Each Anzac Day reminds us of that proud association.

However, that special relationship did not gain real traction until the mid-1970s.

It seems most logical to accept we had an identity different from others even as early as the beginning of the 20th century.

But then we were not a nation. We were tied to the coat-tails of Great Britain as a dominion, and following the war, in the 1920s, were called ''Little Britain''.

We had special trading and constitutional relationships with Britain which dictated our stance to other countries up to and past World War 2.

Australia from 1925 on began to see Gallipoli as ''the forge of its national identity'' - and differently from New Zealand.

Years later, New Zealand gained its own distinct national status in the heat of rejection.

In the early 1970s, the act of Britain signing the Treaty of Accession and becoming a member state of the European Community effectively forced New Zealand to look to states other than the UK for trade.

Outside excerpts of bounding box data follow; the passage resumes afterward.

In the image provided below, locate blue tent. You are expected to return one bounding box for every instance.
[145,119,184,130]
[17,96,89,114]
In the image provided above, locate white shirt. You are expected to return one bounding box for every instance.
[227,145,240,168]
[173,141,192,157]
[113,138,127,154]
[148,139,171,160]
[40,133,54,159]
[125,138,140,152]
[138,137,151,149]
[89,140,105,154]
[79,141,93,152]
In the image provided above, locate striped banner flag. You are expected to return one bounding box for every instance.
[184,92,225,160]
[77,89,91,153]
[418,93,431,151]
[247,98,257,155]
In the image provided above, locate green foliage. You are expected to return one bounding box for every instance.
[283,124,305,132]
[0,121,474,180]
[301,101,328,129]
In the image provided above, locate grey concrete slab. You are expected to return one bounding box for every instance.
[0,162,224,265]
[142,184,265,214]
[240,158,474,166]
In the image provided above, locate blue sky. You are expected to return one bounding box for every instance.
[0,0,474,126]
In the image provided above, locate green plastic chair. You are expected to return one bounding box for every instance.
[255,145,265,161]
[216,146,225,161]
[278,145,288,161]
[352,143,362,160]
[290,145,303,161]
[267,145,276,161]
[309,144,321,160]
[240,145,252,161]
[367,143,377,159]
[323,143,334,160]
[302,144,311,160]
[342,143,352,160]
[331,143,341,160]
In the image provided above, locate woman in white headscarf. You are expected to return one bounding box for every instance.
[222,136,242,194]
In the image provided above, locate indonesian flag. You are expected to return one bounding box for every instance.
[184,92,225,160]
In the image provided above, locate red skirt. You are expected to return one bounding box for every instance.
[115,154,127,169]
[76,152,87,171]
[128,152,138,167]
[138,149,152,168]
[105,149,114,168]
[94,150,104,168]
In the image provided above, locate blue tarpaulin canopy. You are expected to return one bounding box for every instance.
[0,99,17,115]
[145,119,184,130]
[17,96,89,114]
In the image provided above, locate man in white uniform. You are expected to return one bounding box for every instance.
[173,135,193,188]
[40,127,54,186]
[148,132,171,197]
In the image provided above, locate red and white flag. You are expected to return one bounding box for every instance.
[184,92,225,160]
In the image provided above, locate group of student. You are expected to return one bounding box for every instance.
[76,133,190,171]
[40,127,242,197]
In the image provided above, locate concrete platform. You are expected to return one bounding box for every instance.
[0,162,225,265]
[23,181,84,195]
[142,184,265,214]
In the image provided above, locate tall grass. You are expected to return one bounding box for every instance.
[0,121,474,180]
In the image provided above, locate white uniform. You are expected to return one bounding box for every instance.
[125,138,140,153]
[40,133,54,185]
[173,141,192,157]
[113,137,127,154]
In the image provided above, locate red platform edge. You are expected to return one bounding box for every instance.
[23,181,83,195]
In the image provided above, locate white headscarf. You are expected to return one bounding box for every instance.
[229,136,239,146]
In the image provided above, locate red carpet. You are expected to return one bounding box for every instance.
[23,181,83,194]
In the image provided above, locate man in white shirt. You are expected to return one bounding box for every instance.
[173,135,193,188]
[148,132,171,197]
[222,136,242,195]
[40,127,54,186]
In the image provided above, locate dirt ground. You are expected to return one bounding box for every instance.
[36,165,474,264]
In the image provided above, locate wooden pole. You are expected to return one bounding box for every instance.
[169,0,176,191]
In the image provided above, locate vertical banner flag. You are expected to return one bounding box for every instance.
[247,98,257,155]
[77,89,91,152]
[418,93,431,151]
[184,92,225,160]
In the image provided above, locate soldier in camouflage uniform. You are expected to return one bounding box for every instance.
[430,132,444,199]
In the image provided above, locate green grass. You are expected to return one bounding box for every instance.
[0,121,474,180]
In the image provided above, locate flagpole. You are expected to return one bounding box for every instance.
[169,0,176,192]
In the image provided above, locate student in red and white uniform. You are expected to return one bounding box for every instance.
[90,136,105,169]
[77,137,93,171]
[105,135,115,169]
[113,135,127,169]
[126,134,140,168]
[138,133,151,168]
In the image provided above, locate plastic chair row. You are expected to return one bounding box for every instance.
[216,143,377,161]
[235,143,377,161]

This coincided with the Kirk government period when New Zealand withdrew from the Vietnam War and protested against French nuclear testing in the Pacific.

We challenged the French government and also the US stand over Chile.

In 1973, we began declaring New Zealand Day as a mark of a firming national identity.

In 1975, we established the Waitangi Tribunal and began internally the process of a healing negotiation with tangata whenua.

It was a period of great realisation and reform.

The events of the 1970s also stimulated a process of cultural memory in which old soldiers recorded their experiences of war.

For many years, young Anzac travellers have visited Gallipoli and observers have wondered why this happened.

There, travellers find parallels between their ages and some of the recorded names on grave markers.

It is said they are experiencing a growth of self-identity.

That visit may help focus who they are as Anzac descendants, but it also tells them who they are not.

They are not the children of the empire, but still they feel keenly the enormity of the loss at that place.

Gallipoli is a marker post in our shared history, but not the only one.

Is our identity as a nation or New Zealanders defined by war, particularly the Gallipoli experience?

Each Anzac Day, and on Armistice Day, we also acknowledge other facets of our identity: efforts in peace-keeping, prowess in sports, the great outdoors, excellence in music, Maori and Pacifica culture, friendship to others, and a world view which places us in a most desirable position for a small country in the southwest Pacific.